Premi assicurati ai dirigenti delle società pubbliche in perdita, purché abbiano ridotto il passivo. Rimandato alle Camere. Il decreto partecipate viene spedito dal governo per un secondo giro parlamentare, in cui raccoglierà un parere “rafforzato”, dopo quelli favorevoli già incassati nei giorni scorsi. Una procedura inusuale per una legge delega, seppur prevista dalla stessa riforma Madia all’articolo 16. Motivata dalle osservazioni in alcuni casi divergenti tra deputati e senatori, solo in parte recepite da Palazzo Chigi. Ancora dieci giorni dunque per la conversione in legge di questo provvedimento importante, destinato a sfoltire le società partecipate da 8 mila a mille.
Obiettivo che si sposta in là di due anni nel 2018 (e monitorato dal Mef), rispetto alla versione originale del testo bollinato dalla Ragioneria e inviato alle Camere (anche se il sottosegretario Angelo Rughetti nega lo slittamento: «Si parte nel 2017»). Per dare modo a Comuni ed enti di portare a termine il primo taglio rapido, entro sei mesi dalla legge. Per poi affondare in seguito la mannaia su poltrone, scatole vuote, sprechi. A saltare per prime saranno le società dove ci sono più consiglieri che dipendenti (circa 800). I criteri per la “cessione, chiusura, fusione o razionalizzazione” ricevono due sconticini: a rischiare sono quelle con fatturato sotto i 500 mila euro (da un milione) e con un rosso in quattro su cinque esercizi, ma solo se la perdita è non inferiore al 5% del fatturato.
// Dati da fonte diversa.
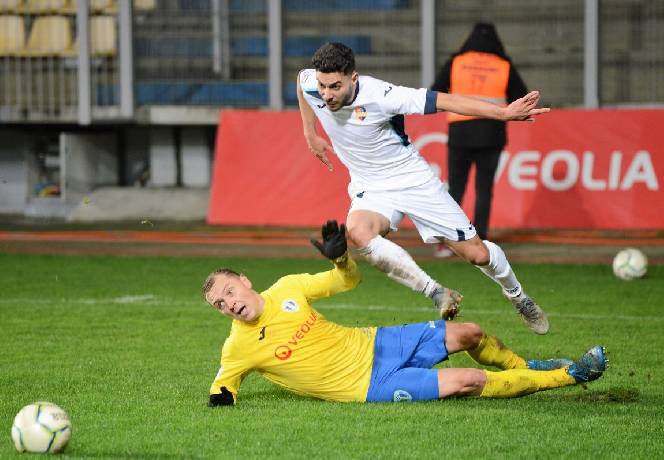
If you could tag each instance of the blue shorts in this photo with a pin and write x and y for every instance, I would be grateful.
(403, 361)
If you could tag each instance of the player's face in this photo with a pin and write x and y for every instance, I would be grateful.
(232, 296)
(337, 89)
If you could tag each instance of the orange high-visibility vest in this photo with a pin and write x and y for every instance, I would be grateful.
(481, 75)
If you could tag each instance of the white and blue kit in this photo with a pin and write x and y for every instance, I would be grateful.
(388, 175)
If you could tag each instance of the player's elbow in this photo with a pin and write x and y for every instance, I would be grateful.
(225, 398)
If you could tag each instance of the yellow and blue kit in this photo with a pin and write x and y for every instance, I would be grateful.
(296, 347)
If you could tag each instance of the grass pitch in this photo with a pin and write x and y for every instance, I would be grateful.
(127, 346)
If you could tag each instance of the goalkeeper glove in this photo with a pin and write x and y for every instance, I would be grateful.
(334, 243)
(225, 398)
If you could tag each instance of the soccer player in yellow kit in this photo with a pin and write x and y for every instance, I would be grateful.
(279, 334)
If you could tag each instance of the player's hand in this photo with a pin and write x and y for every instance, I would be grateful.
(318, 146)
(334, 243)
(524, 109)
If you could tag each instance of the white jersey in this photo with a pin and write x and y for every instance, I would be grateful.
(368, 135)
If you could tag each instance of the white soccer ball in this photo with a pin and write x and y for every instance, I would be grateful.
(41, 427)
(630, 264)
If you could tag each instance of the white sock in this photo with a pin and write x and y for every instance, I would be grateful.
(500, 271)
(397, 264)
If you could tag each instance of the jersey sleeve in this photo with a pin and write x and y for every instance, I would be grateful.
(407, 101)
(231, 372)
(343, 277)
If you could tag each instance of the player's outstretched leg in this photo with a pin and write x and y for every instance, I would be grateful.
(397, 264)
(447, 302)
(548, 364)
(499, 270)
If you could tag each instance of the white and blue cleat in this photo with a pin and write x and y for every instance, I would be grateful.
(590, 366)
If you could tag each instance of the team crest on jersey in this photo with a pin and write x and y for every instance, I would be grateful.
(360, 113)
(401, 396)
(290, 306)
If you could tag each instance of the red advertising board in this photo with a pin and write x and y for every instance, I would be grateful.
(569, 169)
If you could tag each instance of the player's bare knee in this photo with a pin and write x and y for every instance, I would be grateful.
(479, 255)
(472, 335)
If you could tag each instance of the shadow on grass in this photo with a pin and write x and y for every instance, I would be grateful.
(616, 394)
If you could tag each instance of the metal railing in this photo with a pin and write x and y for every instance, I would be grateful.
(84, 62)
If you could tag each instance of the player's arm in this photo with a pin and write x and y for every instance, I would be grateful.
(317, 145)
(523, 109)
(223, 398)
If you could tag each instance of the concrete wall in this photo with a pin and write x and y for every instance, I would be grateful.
(16, 177)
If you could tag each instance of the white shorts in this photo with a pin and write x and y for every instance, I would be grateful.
(433, 211)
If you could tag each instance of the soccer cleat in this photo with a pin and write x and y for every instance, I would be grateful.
(548, 364)
(590, 366)
(531, 313)
(447, 302)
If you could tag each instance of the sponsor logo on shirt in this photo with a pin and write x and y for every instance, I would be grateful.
(401, 396)
(285, 350)
(360, 113)
(290, 306)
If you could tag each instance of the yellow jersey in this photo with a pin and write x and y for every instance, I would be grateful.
(293, 345)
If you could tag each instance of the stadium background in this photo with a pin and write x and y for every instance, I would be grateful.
(110, 108)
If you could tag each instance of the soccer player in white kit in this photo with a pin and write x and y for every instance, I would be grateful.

La Corte dei Conti, dopo le polemiche dei mesi scorsi, viene salvaguardata nel suo ruolo di guardiana e sanzionatrice del danno erariale, anche per le società in house, da cui denunciava in gennaio di essere stata estromessa, all’indomani dell’approvazione preliminare del testo in Consiglio dei ministri, poi ritoccato. La gestione degli esuberi (i sindacati parlano di 150 mila lavoratori) viene affidata alle Regioni che poi inviano l’elenco dei non ricollocati all’Anpal, la nuova Agenzia per le politiche attive. E dunque tolta al Dipartimento della Funzione pubblica, inizialmente ingaggiato per il delicato compito.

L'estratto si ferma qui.